Stuff and Nonsense

Not many people realise that the idea of stuffing olives was hit upon by an obscure sect of Spanish nuns who, when there was a seasonal glut of the things, came up with the idea of removing the pit and substituting it with a slice of pimento.  These stuffed olives proved so popular – and financially rewarding for the convent – that it gave rise to a major industry with, it is said, a good nun being able to stuff up to 600 olives a day. 

Needless to say their role in this entrepreneurial venture was soon forgotten when a money-grubbing industrialist mechanised the process and – able to produce more stuffed olives in an hour than a nun could in a day – captured the market and put the convent out of business.    

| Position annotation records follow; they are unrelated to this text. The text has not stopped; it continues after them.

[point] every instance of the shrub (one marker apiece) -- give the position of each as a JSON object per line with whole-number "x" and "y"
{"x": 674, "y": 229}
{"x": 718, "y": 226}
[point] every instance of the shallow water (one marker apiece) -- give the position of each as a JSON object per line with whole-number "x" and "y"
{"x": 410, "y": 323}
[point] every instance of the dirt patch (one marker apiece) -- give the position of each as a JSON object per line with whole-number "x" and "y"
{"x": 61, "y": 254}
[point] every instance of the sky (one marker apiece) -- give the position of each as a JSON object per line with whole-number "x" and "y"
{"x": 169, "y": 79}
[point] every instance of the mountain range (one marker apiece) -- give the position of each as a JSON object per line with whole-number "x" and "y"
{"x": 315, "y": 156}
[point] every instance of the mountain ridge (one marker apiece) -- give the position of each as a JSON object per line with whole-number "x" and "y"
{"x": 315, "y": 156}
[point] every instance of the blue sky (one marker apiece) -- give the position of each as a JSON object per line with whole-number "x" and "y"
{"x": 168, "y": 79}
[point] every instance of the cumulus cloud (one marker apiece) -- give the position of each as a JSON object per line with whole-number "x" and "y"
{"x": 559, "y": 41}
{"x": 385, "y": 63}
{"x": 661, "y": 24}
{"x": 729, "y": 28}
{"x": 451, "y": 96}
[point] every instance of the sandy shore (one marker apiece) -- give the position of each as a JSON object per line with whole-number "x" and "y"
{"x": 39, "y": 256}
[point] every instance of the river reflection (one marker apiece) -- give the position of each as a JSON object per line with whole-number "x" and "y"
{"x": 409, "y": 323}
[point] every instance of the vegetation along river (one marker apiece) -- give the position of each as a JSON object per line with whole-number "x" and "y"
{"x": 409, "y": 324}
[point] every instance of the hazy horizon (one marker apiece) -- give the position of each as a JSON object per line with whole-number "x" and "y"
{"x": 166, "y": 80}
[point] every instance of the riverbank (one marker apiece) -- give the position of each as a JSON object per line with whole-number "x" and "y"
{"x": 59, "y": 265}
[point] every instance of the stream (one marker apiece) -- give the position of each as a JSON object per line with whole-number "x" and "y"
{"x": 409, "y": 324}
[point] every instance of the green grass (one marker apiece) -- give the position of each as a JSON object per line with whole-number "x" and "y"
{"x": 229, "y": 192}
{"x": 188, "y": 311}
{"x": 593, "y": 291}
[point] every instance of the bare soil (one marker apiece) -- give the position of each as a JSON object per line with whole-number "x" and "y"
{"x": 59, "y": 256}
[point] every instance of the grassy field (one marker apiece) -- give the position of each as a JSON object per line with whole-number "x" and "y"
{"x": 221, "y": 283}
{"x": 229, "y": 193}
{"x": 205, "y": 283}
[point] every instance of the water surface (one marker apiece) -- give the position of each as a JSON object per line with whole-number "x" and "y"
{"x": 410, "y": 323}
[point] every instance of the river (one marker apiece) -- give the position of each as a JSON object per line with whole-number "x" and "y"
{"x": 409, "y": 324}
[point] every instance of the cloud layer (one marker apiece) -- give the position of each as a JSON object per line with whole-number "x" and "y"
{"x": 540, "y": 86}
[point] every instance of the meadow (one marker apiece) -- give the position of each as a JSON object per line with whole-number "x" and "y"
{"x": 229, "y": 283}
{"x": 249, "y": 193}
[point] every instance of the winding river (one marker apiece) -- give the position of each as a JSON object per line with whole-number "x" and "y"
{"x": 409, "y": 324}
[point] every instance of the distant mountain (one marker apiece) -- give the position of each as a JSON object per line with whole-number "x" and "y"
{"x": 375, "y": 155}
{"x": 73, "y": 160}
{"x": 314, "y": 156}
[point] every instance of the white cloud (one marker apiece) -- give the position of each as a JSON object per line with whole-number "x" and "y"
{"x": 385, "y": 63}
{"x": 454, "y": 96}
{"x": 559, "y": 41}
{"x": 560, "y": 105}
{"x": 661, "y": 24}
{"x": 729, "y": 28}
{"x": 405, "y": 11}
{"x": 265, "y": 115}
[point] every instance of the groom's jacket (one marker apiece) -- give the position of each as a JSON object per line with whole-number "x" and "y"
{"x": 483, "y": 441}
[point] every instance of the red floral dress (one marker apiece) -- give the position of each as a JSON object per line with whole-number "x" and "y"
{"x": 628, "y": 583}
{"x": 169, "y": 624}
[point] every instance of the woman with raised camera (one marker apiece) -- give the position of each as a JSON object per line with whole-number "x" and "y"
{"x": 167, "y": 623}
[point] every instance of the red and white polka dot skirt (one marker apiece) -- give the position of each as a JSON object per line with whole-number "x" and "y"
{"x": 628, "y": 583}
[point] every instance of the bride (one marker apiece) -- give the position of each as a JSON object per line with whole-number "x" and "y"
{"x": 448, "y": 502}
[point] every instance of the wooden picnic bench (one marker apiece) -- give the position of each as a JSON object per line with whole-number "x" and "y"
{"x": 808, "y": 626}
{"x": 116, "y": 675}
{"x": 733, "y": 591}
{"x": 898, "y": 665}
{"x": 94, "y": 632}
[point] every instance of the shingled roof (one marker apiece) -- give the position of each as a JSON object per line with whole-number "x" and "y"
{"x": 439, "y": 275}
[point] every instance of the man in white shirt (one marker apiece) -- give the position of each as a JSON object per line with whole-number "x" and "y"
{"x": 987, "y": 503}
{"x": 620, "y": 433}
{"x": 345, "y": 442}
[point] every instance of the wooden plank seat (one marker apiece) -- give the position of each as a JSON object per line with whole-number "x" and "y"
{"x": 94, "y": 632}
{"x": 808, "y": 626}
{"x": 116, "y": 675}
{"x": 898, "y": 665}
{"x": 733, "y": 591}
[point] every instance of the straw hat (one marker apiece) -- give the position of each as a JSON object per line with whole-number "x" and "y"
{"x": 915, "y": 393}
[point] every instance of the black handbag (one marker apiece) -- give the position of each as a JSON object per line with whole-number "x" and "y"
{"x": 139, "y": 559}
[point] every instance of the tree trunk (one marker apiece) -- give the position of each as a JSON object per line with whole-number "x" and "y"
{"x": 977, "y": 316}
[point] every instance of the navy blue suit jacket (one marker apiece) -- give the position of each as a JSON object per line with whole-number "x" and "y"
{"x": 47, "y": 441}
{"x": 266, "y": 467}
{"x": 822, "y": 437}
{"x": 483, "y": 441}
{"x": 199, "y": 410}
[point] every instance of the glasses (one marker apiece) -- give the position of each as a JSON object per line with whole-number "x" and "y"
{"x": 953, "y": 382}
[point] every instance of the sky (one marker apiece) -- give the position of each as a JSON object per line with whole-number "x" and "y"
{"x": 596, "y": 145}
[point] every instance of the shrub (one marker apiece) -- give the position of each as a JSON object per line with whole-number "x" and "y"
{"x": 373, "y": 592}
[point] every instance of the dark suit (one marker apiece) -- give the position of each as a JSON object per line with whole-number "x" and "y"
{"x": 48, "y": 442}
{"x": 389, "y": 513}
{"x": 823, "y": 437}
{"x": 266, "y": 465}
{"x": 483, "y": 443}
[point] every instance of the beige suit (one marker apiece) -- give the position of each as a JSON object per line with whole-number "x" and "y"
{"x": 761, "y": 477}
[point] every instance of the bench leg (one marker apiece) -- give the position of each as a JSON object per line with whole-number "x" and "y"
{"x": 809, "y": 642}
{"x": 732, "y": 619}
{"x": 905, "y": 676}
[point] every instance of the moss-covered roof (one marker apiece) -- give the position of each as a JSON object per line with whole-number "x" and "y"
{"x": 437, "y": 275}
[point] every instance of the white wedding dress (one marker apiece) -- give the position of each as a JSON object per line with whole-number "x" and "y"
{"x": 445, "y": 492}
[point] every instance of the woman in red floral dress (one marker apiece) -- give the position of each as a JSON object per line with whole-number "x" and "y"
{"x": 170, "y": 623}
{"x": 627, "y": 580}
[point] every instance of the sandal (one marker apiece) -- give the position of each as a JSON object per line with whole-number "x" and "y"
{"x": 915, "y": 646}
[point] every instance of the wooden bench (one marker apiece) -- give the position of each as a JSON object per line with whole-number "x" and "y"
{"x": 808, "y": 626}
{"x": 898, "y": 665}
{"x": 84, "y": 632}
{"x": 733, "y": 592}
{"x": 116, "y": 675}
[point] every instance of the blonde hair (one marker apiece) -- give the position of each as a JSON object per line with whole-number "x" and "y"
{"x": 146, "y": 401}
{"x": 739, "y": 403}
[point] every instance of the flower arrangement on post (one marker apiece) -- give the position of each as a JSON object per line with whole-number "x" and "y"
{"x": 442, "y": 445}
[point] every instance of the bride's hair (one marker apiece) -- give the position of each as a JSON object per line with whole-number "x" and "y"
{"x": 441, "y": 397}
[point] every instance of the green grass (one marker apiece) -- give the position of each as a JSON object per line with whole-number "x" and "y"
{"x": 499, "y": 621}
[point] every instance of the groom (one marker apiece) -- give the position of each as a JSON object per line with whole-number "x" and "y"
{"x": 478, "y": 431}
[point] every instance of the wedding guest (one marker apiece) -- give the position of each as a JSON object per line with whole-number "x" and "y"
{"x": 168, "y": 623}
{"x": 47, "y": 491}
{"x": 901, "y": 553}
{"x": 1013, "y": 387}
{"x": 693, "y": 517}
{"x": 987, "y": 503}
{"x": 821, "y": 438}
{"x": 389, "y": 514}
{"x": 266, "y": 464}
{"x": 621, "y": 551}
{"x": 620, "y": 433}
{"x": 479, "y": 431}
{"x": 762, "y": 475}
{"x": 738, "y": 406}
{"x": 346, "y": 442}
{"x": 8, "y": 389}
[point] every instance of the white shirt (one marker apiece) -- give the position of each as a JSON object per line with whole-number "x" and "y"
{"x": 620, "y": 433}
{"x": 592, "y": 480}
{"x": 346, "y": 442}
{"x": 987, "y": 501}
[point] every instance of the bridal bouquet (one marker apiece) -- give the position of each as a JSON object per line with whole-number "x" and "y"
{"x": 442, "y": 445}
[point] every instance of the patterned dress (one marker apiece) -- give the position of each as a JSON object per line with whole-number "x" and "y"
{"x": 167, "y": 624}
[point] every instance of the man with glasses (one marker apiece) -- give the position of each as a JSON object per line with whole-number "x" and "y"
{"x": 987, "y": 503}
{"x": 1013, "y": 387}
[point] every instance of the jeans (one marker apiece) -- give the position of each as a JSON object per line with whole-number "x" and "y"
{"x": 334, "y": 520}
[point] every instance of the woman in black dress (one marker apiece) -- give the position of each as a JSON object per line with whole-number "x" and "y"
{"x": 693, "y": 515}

It’s the sort of trivia that Krabbmann sometimes comes up with as a prelude to talking about ways of making money out of the diving industry. 

“It’s sad,” he said, “to think of those nuns spending years stuffing olives in order to raise money for charitable purposes, only to have somebody with greater resources capitalise on their discovery and reap all of the rewards.  But that’s market forces for you.

“Diving’s no exception.” He continued.  “Look at Haldane.  The same thing happened to him; except that he spent years stuffing goats into recompression chambers – rather than pimentos into olives – in order to formulate a set of decompression tables that would alleviate the bends. 

“Having laid the groundwork, his freely available findings were taken up by later generations of researchers, many of whom developed their own proprietary tables that they now sell at a profit to other users.  Stuff happens.”  Krabbmann said, philosophically.

Having gone down a similar path, I sympathised with the nuns and Haldane.

As the President of Zymurgy Inc., (an international not-for-profit consortium of diving technologists committed to providing divers with equipment so ahead of its time that no recognisable need for it yet exists) I played a prominent role in the design and development of the world’s first Nitrox Snorkel, the ‘Uranus’.

With the intention of sharing all of our designs with the entire diving community, we never considered slapping a patent on ‘Uranus’, a snorkel that, in outward appearance, resembled the 1954, U.S. Divers model; the one with a ping-pong ball valve at its upper end.

With all of the usual characteristics of a conventional snorkel, what set ‘Uranus’ apart was the inclusion of a membrane adsorbent located in a canister midway along the stem of the snorkel:  A mechanism that served to filter unwanted gases from the mix while allowing the operator to select the appropriate oxygen mix via a manually operated spindle valve attached to the reservoir well at the snorkel’s lower end.

Unlike modern snorkels, the top of ours curved downwards and was fitted with an open sided ‘cage’ housing the microchip sensor device, a ping-pong ball shaped instrument that automatically switched the mix to 21% oxygen on the surface.

However, and despite positive comment from that small core group of divers interested in pushing technology to its limits, sales of ‘Uranus’ weren’t even sufficient to cover our R&D costs.  (Probably because of our insistence that every purchaser paid an additional fee for the mandatory two-day training course in its use.) 

Turning our attention to other more lucrative projects, we told the distributor to “sit on Uranus”, and then promptly forgot about it.  Until just recently, that is, when another diving organization, realising the enormous profit potential in the compulsory training programme, launched their own version of the Nitrox Snorkel.

Micro-chip sensor

A shameless copy employing the same technology as our original design, the only difference between their unimaginatively named, ‘E-Snorkel’ and the ‘Uranus’ was the replacement of our manually operated spindle valve with an automated electronic gizmo.  An innovation that, they claimed, gave the E-Snorkel greater appeal by eliminating the need for users to think for themselves, thereby reducing the time and cost of training and encouraging more sales.

It was impossible to say who’d been stuffed the most:  Zymurgy Inc. for failing to patent the Nitrox Snorkel, or the would-be divers trained to believe that technology really is a replacement for knowledge.